The court also ruled that the last prime minister to serve under Hosni Mubarak could remain in the presidential race.
The decisions come as twin blows to the Muslim Brotherhood that could sweep away its political gains since Mr Mubarak's removal 16 months ago.
The order means that new elections will have to be held to form a new parliament.
The rulings by the Supreme Constitutional Court, whose judges are all Mubarak appointees, escalated the power struggle between the Brotherhood and the military, which stepped in to rule after Mr Mubarak's fall.
The decisions tip the contest dramatically in favour of the ruling generals, robbing the Brotherhood of its power base in parliament and boosting Ahmad Shafiq, the former Mubarak prime minister who many see as the military's favourite in the presidential contest, against the Brotherhood's candidate.
Senior Muslim Brotherhood leader and MP Mohammed el-Beltagy said the rulings amounted to a "full-fledged coup."

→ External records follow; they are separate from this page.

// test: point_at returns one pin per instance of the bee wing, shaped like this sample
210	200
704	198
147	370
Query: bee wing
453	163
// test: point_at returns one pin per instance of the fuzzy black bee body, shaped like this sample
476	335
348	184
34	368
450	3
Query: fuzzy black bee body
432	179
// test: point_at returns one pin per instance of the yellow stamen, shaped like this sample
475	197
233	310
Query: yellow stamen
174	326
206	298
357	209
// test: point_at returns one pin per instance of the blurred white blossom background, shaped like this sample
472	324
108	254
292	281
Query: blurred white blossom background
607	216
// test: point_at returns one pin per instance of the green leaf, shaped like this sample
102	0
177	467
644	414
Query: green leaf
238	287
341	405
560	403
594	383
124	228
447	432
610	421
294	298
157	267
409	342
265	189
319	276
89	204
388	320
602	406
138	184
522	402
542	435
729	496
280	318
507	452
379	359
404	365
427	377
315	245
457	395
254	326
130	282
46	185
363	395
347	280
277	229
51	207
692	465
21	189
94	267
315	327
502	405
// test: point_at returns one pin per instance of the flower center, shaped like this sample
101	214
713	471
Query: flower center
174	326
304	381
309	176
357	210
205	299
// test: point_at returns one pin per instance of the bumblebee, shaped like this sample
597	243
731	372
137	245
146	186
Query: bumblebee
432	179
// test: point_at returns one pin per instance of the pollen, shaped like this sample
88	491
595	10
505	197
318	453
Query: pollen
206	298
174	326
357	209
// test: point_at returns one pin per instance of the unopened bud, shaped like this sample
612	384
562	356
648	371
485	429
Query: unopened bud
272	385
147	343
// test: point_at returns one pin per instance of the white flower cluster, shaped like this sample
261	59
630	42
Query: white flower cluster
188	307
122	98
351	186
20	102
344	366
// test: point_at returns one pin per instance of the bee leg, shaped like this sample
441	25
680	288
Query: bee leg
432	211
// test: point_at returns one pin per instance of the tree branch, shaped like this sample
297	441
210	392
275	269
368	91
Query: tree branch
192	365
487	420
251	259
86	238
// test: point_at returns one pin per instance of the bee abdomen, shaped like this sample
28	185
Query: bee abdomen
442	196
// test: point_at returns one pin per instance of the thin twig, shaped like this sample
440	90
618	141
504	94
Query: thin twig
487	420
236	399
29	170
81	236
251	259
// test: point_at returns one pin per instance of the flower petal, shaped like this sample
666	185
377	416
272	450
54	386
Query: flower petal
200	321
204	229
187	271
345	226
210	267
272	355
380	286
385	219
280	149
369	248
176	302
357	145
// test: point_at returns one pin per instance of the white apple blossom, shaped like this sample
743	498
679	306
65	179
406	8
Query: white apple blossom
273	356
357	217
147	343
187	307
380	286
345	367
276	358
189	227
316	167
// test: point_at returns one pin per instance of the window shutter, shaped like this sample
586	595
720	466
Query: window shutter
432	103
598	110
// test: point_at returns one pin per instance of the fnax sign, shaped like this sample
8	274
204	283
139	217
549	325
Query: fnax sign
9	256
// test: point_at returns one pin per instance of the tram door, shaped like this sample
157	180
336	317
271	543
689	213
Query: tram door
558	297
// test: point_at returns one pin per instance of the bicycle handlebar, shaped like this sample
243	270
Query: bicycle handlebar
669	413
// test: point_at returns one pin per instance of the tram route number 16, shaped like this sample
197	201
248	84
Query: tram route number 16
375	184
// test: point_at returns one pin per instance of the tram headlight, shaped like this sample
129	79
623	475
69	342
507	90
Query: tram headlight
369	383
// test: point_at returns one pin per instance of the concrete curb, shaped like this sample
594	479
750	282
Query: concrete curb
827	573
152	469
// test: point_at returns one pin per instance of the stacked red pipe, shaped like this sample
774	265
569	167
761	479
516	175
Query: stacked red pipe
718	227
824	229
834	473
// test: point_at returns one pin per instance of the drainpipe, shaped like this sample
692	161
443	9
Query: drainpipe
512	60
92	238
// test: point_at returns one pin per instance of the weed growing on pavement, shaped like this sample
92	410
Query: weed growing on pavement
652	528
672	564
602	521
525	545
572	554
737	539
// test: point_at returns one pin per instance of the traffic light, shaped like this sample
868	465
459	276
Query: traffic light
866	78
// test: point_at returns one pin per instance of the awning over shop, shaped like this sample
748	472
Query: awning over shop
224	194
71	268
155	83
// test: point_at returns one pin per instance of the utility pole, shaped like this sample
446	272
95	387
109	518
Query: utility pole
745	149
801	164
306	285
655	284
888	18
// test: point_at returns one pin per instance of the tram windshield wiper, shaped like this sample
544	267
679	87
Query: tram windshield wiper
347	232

The Brotherhood and liberal and leftist activists who backed last year's revolution against Mr Mubarak accused the military of using the court as a proxy to preserve the hold of the ousted leader's authoritarian regime and the generals over the country. Many of them were vowing new street protests.

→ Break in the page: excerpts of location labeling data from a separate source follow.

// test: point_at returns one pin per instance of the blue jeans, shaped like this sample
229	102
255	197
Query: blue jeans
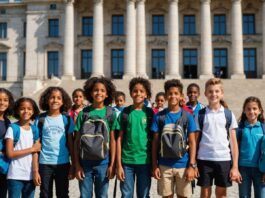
143	180
19	188
251	175
97	175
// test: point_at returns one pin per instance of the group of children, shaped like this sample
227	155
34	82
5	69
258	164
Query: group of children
175	144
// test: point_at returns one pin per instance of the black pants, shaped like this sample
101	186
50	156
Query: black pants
59	173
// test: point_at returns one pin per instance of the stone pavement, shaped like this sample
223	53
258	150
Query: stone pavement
74	191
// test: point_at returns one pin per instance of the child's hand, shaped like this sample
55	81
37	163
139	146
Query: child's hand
156	173
120	173
36	178
235	175
36	147
79	173
110	172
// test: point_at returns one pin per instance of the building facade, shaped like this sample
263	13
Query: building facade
74	39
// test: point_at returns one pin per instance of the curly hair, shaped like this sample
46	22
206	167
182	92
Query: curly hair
243	116
9	110
44	98
173	83
110	88
144	82
18	103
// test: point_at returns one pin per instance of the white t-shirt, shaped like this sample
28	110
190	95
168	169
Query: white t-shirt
21	168
214	144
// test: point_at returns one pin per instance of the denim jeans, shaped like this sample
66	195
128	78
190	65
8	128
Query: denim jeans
251	175
3	186
59	173
97	175
143	181
19	188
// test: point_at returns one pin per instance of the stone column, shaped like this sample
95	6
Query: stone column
140	39
237	71
206	41
173	41
130	50
98	39
68	58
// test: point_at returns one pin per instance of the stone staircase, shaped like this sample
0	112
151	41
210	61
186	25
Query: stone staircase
235	91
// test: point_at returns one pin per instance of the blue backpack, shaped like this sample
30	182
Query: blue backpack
4	161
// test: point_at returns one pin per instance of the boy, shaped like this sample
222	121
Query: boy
174	169
134	142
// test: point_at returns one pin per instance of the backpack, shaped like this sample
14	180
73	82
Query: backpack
94	140
16	135
173	136
4	161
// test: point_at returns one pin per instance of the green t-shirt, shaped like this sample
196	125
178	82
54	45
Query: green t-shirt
136	143
94	112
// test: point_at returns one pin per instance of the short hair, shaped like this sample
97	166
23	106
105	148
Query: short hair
9	110
118	94
110	88
44	98
36	110
173	83
144	82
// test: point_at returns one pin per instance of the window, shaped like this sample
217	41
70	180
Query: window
87	26
250	63
220	24
189	25
249	24
158	63
117	63
53	64
53	27
158	25
3	30
3	65
190	60
220	63
117	25
86	63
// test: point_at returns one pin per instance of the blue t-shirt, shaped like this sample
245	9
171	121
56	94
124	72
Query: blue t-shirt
172	118
53	146
250	142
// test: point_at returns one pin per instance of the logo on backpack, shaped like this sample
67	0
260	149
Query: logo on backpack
94	141
173	143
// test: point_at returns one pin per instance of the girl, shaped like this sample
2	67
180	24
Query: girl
218	146
100	93
56	129
20	147
6	107
249	135
78	98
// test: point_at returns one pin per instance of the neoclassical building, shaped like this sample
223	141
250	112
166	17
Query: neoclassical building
74	39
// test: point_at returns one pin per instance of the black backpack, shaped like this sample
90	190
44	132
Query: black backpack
94	140
173	136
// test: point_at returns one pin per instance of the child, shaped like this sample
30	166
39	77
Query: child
174	171
218	150
94	164
160	101
134	141
119	101
193	93
78	99
55	128
249	135
22	142
6	107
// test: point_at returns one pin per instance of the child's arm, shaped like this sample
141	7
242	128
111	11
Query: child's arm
120	171
156	170
234	173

In the last election, held over three months starting in November, the Brotherhood came out the big winners, grabbing nearly half the seats. In the months that followed, the Brotherhood tried to translate those gains into governing power but was repeatedly stymied by the military's grip.
On Saturday and Sunday, Mr Shafiq will go head-to-head against the Brotherhood's candidate, Mohammed Morsi, in the presidential run-off. The race has already deeply polarised the country.
The Brotherhood's popularity had declined since the legislative elections because of moves that critics saw as attempts to monopolise the political scene and advance its own power. It angered liberals, leftists and secular Egyptians when it and other Islamists tried to dominate a parliament-created panel tasked with writing the next constitution. The panel was dissolved by court order, and a new one has yet to be appointed.
The dissolution of parliament now raises the possibility the military council could appoint the panel, a step that would fuel accusations that it is hijacking the process.